Scooping up the smallest children, a frantic maid raced out of the flaming house. As she ran, she called loudly to five-year-old Jacky.
But Jacky didn’t follow. Outside, a bystander reacted quickly, standing on the shoulders of a friend. Reaching into the upstairs window, he pulled Jacky to safety—just before the roof caved in. Little Jacky, said his mother Susanna, was “a brand [stick] plucked from the burning.” You might know that “brand” as the great traveling minister John Wesley (1703–1791).
Susanna Wesley was quoting Zechariah, a prophet who provides valuable insight into God’s character. Relating a vision he had, the prophet takes us into a courtroom scene where Satan is standing next to Joshua the high priest (3:1). Satan accuses Joshua, but the Lord rebukes the devil and says, “Is this not a brand [burning stick] plucked from the fire?” (v. 2
Then the Lord gave Joshua this challenge—and an opportunity: “If you will walk in obedience to me and keep my requirements, then you will govern my house” (v. 7).

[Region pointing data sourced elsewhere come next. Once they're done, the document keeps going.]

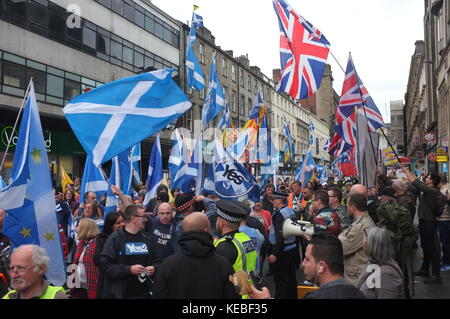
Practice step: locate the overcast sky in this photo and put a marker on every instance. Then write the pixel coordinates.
(379, 33)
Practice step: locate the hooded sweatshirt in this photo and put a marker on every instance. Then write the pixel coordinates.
(195, 272)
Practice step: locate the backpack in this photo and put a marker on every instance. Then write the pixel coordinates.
(440, 204)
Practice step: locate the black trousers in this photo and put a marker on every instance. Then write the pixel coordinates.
(284, 275)
(430, 246)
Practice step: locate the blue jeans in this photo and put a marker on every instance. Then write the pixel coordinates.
(444, 235)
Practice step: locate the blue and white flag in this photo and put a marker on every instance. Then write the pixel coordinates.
(231, 180)
(215, 101)
(306, 172)
(155, 171)
(190, 174)
(29, 201)
(197, 20)
(136, 161)
(115, 116)
(2, 183)
(311, 126)
(177, 156)
(120, 176)
(194, 76)
(93, 180)
(112, 200)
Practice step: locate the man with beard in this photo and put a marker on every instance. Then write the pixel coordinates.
(29, 263)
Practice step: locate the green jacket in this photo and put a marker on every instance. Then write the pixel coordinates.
(396, 219)
(427, 201)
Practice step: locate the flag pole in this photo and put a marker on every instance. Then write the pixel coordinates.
(15, 124)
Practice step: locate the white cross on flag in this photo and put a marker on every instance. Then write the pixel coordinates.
(119, 114)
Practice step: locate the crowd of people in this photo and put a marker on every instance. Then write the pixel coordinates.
(186, 247)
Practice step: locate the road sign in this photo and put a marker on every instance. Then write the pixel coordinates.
(432, 157)
(442, 158)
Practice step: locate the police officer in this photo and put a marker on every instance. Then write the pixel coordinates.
(236, 246)
(284, 251)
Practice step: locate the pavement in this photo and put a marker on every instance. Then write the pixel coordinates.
(417, 288)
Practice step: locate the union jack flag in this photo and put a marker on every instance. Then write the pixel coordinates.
(355, 95)
(303, 53)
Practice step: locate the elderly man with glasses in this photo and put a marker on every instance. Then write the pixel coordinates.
(29, 263)
(129, 259)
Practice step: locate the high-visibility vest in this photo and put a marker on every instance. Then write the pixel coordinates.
(290, 241)
(246, 250)
(50, 293)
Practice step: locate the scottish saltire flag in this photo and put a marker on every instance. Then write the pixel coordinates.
(215, 101)
(29, 201)
(112, 200)
(231, 180)
(197, 20)
(136, 160)
(303, 53)
(311, 126)
(289, 149)
(93, 180)
(194, 76)
(2, 183)
(65, 179)
(190, 175)
(177, 156)
(263, 142)
(104, 118)
(155, 171)
(306, 172)
(258, 109)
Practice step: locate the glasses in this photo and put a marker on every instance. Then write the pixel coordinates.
(18, 269)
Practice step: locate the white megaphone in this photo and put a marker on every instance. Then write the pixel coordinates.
(291, 228)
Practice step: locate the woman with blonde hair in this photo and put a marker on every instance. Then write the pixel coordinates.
(87, 271)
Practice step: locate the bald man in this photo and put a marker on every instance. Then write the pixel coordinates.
(27, 268)
(195, 272)
(158, 227)
(372, 199)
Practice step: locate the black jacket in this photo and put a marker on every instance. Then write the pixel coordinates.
(195, 272)
(113, 266)
(338, 289)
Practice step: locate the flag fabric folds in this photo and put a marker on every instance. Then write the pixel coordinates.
(306, 172)
(144, 104)
(155, 171)
(194, 76)
(31, 219)
(215, 101)
(65, 179)
(303, 53)
(230, 179)
(93, 180)
(135, 160)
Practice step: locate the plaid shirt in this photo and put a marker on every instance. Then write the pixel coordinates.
(92, 272)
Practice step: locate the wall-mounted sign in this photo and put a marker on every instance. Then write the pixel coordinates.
(430, 137)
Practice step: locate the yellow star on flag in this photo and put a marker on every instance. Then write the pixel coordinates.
(37, 157)
(25, 232)
(49, 236)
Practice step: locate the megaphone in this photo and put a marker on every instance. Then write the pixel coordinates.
(291, 228)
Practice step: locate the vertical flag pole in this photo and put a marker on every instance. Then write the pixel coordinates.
(15, 124)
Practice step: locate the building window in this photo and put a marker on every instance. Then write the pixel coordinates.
(55, 85)
(14, 75)
(38, 14)
(39, 80)
(224, 67)
(202, 53)
(128, 10)
(117, 6)
(71, 89)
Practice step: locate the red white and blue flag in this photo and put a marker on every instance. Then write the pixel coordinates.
(303, 53)
(355, 95)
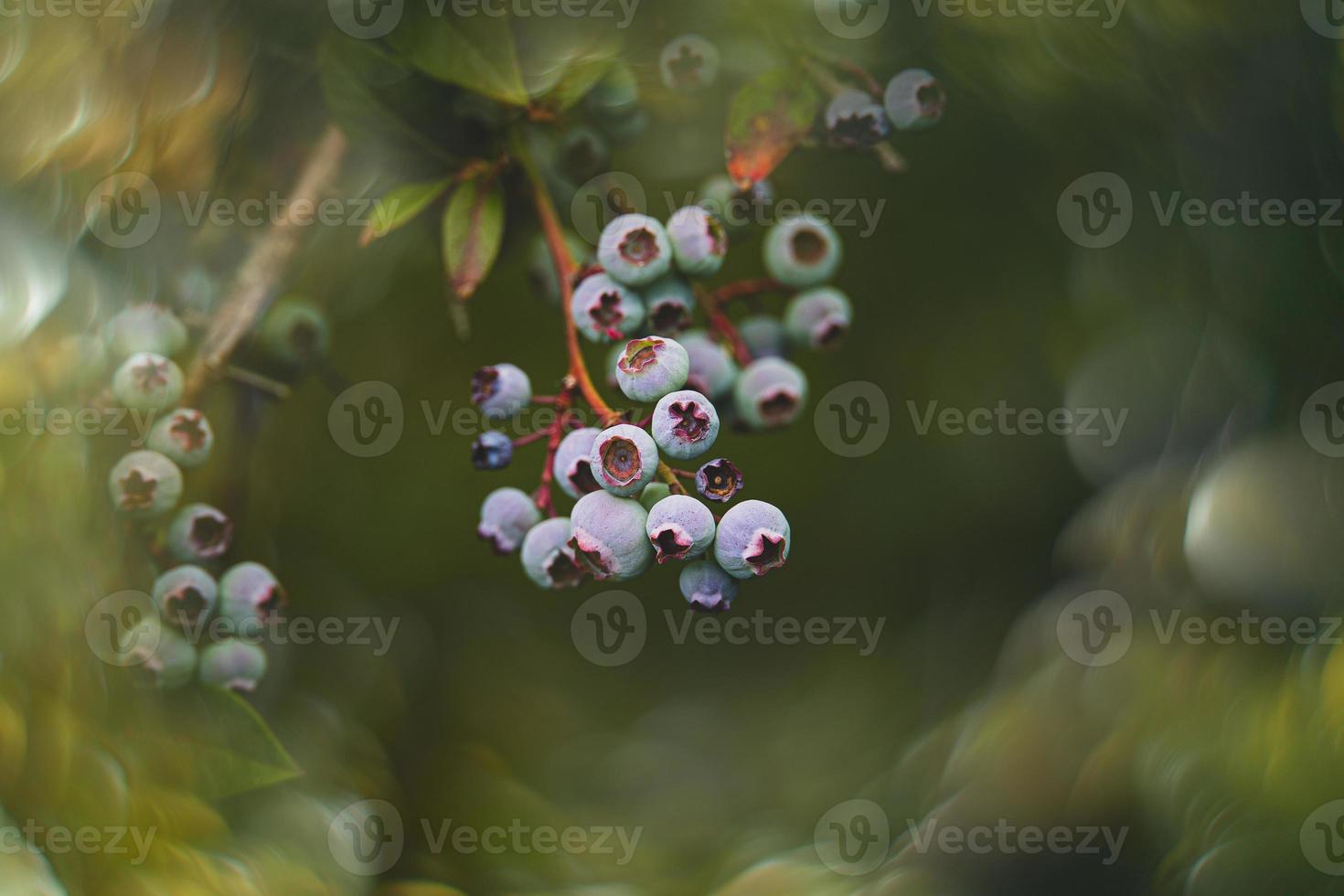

What a picture of the gift we receive from God through our faith in Jesus! He snatches us from the fire, cleans us up, and works in us as we follow His Spirit’s leading. You might call us God’s brands plucked from the fire.
Father, we give You our thanks for rescuing us and making us right with You. We humbly ask for Your Spirit’s guidance as we serve You today.
God rescues us because He loves us; then He equips us to share His love with others.
At the end of their Babylonian exile (Jeremiah 29:10), the Jews were allowed to return to Jerusalem to rebuild their temple (2 Chronicles 36:22–23). Only 50,000 returned (Ezra 2:64–65), led by Zerubbabel their governor and Joshua their high priest (Haggai 1:1). Because of opposition (Ezra 4:1–5) and economic hardships, coupled with low morale and spiritual lethargy (Haggai 1:2–11), the temple rebuilding stalled for twenty years (Ezra 4:24). God raised two prophets, Haggai and Zechariah, to encourage the returnees to repent and complete the temple rebuilding (6:14–16). Zechariah was both a prophet (Ezra 5:1; Zechariah 1:1) and a priest (Nehemiah 12:16). Through eight visions, Zechariah reminded the Jews that God is faithful and would restore and bless the nation (Zechariah 1:7–6:15). This fourth vision (3:1–10) pictures a court scene involving Joshua, the high priest, signifying God would remove their guilt, cleanse them, and make them ready to serve Him (vv. 1–5).